Construction of a sustained hepatic hypoperfusion model in mice and its tolerance to hepatic warm ischemia-reperfusion injury

Lei JIN

Return

Construction of a sustained hepatic hypoperfusion model in mice and its tolerance to hepatic warm ischemia-reperfusion injury

Author: Lei JIN ¹
Author Information

1. PLA Institute of Organ Transplantation, Changzheng Hospital, Second Military Medical University
Publication Type:Journal Article
Keywords: Animal models; Hepatic hypoperfusion; Ischemia; Reperfusion injury
From: Academic Journal of Second Military Medical University 2016;37(5):557-561
CountryChina
Language:Chinese
Abstract: Objective To construct a stable model of sustained hepatic hypoperfusion in mice, and to explore the influence of sustained hepatic hypoperfusion on warm ischemic-reperfusion (IR) injury. Methods C7BL/6 mice aged 6-8 weeks old were chosen for model construction. The portal vein of mice was constricted to the syringe needle with diameter of 1 mL. Liver function and histopathology (H-E staining) were tested on 3, 7, 14 and 21 days after constriction. Hepatic warm IR injury of 70% was performed in stable hepatic hypoperfusion models. Liver function and histopathology were tested again at 3, 24 and 48 hours after reperfusion. Wild type C7BL/6 mice were used as controls.Results After portal vein constriction, alanine aminotransferase (ALT) and aspartate aminotransferase (AST) rose to different extents, and the levels peaked on day 7 (ALT: [60.8±6.2] U/L vs [25.5±2.8] U/L, P<0.001; AST: [74.9±6.1] U/L vs [39.1±3.2] U/L, P<0.001). Meanwhile, H-E staining showed that the most serious damage to hepatocytes and more inflammatory cell infiltration appeared on day 7 after constriction.
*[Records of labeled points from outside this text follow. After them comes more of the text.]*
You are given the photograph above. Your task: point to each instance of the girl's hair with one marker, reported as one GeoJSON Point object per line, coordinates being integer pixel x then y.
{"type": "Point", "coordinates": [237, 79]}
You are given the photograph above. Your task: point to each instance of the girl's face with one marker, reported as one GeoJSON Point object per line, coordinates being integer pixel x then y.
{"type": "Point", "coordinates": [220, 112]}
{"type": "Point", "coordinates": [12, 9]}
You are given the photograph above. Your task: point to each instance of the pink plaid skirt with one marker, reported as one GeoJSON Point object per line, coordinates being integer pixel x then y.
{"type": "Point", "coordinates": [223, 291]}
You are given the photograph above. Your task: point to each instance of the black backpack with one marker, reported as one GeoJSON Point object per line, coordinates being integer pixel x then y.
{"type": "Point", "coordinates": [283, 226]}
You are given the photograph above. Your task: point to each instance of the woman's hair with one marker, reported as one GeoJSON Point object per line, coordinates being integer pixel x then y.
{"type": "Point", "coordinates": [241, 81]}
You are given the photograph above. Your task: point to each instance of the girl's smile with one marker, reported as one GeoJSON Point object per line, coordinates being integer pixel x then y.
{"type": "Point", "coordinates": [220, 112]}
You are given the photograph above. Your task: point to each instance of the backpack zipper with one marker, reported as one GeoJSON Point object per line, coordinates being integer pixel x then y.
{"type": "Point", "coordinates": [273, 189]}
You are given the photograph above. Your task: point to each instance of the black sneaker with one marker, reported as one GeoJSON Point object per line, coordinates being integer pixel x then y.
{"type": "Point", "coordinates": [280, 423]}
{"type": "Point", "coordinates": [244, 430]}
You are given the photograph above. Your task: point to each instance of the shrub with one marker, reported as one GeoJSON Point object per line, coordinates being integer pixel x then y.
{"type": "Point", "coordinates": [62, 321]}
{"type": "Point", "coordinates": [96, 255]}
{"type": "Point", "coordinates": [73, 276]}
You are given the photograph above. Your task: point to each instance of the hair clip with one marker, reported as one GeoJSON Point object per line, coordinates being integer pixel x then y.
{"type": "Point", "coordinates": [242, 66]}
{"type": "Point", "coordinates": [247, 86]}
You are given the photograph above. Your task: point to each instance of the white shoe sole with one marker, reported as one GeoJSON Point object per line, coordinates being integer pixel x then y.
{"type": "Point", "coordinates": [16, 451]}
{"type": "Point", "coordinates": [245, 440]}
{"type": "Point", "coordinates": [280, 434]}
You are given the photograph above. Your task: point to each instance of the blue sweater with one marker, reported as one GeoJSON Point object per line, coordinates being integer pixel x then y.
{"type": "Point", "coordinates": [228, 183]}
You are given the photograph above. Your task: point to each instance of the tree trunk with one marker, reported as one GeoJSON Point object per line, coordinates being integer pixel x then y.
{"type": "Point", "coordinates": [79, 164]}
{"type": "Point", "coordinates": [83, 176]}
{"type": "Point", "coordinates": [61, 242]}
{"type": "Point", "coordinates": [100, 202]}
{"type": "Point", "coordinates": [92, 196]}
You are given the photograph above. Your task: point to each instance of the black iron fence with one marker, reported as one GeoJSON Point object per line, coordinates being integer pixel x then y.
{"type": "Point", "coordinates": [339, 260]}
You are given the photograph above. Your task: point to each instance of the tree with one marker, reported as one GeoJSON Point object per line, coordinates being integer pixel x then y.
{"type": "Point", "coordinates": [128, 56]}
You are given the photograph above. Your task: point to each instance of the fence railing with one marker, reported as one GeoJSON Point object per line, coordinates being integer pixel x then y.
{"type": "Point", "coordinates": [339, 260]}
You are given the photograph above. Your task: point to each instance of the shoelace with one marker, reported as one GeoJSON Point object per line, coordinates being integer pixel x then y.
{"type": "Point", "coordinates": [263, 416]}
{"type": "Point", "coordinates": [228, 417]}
On day 21, ALT almost returned to the normal level (P>0.05), but AST was still significantly higher than baseline (P=0.03). Compared with the control group, damage of hepatocytes was more severe in mice with 7 day-hypoperfusion precondition after warm hepatic IR. The transaminase levels peaked at 3 h after reperfusion (ALT: [8 217.0±1 111.8] U/L vs [5 597.4±1 015.3] U/L, P=0.004; AST: [8 548.2±1 155.4] U/L vs [5 765.4±956.9] U/L, P=0.003). At 48 h after reperfusion, ALT and AST were back to the normal levels in the control group, but they kept at higher levels in the hypoperfusion precondition group (ALT: [608.8±442.9] U/L vs [47.4±20.1] U/L, P=0.008; AST: [861.8±442.8] U/L vs [70.8±68.3] U/L, P=0.008). Conclusion A stable mouse model of sustained hepatic hypoperfusion has been successfully constructed. The model has decreased tolerance to warm IR injury in hypoperfusion precondition liver, which can partly mimic the liver graft in donation after cardiac death in clinic.